Aspect of the astral plane in alchemy

In alchemy, Archeus, or archaeus, is a term used generally to refer to the lowest and most dense aspect of the astral plane which presides over the growth and continuation of all living beings. The term was used by medieval Paracelsus and those after him, such as Jan Baptist van Helmont.

To define it, the philosophers maintained that the Archeus was the segment of the closest quadrant of the higher worlds which blends with some similarity to the highest vibrations of our physical world. Essentially it was seen as the gray area wherein matter, speaking parallel and not laterally, begins to transmute into spiritual energies. In effect, it is the glue which binds the heavens to the material, and so allows the maxim as above, so below.

Apart from the Archeus, which is primarily a Platonic name for the subject, this sphere is also called the Anima Mundi, Soul of the World, Spirit of the World, The Transitive LVX, The Path of Saturn (connecting Malkuth and Yesod in the system of Jewish mysticism called the Kabbalah), the Earth Sphere and the Zone Girdling the Earth. It is also sometimes simply called the lower astral sphere, or its geographic region, as all imaginations in the Archeus parallel physical manifestation.

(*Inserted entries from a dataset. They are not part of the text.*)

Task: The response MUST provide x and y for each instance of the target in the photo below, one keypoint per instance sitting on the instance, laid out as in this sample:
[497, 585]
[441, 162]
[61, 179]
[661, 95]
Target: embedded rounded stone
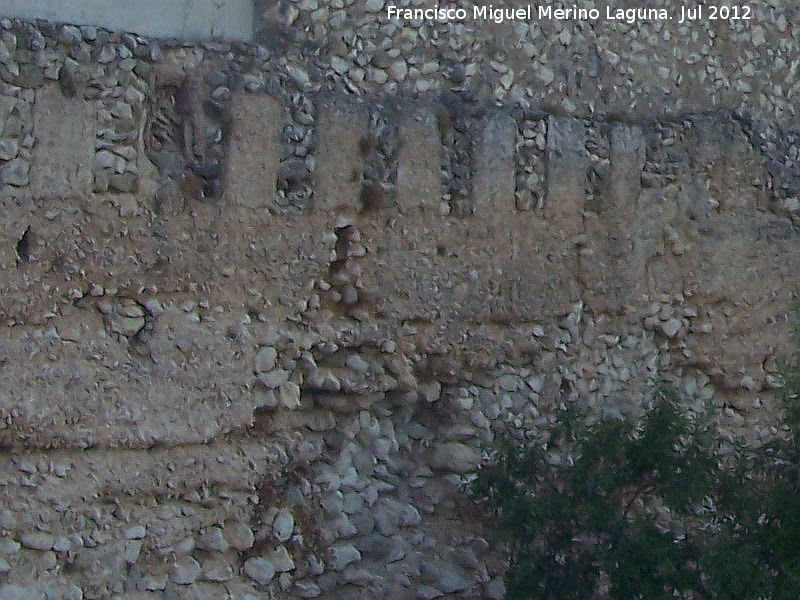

The term was also used for the nature of fire, or the fire lodged in the center of the Earth, to which was ascribed the generation of metals and minerals, and which was believed to be the principle of life in vegetables.

The philosophy which discusses the Archeus in the most detail is medieval hermetic science, where we find the occult author Heinrich Cornelius Agrippa speaking at length about a previously purely Platonic subject. This he likely derived from his teacher in hermetic science, a man by the name of Trithemius, who studied extensively under certain Neoplatonic philosophers.

It is worth mentioning that the Archeus can be broken down into four different ethers: Chemical, Life, Light, and Reflective. To discuss them briefly as certain mystics saw them, the Chemical Ether composes the substances within which energies responsible for the perpetuation of chemical actions in the world exist.

The Life Ether composes the substances through which the Vital Force exists and is transmitted, and which forms a matrix to hold in the Life Spark of a living being. All living beings contain both a chemical and life aura to them; the former, to the clairvoyant, is usually a subtle light-red flame. The latter is usually a static streaming of blue and white light.

The Light Ether is the highest ether at play in the physical world, and is the actual medium by which means the programmed virtues of objects travel down from the higher spheres of existence and impregnate their appropriate physical vessels. It is with the property of this ether that we are most concerned, for some of the greatest miracles in magic are accomplished by manipulating the virtues which objects and circumstances receive. It bears mentioning that it is through this Life Ether that the soul of a living being is given unto a body.

The Reflective Ether does not so much importantly act upon the physical world, but does in occasion anyway. If the Akashic Library is to be seen as the Memory of God, then the Reflective Ether would be the memory of Earth. It is through the replay of such memories that hauntings are often created. But the ethers may be reserved for a later lecture: in the meantime let us refer to the matter at hand.

As previously mentioned, the Light Ether brings virtues from higher spheres down into this one, and this requires elaboration. There is a chain of descent from the First Cause, which some call God, all the way to our physical world. In the First Cause there is only one combined energy. As it emanates outwards from this First Cause it begins to divide according to Intelligent Design. Like begins to attract like, opposites begin to repel one another, and in a short time there is a vast array of different combinations of energies which may be called their own units.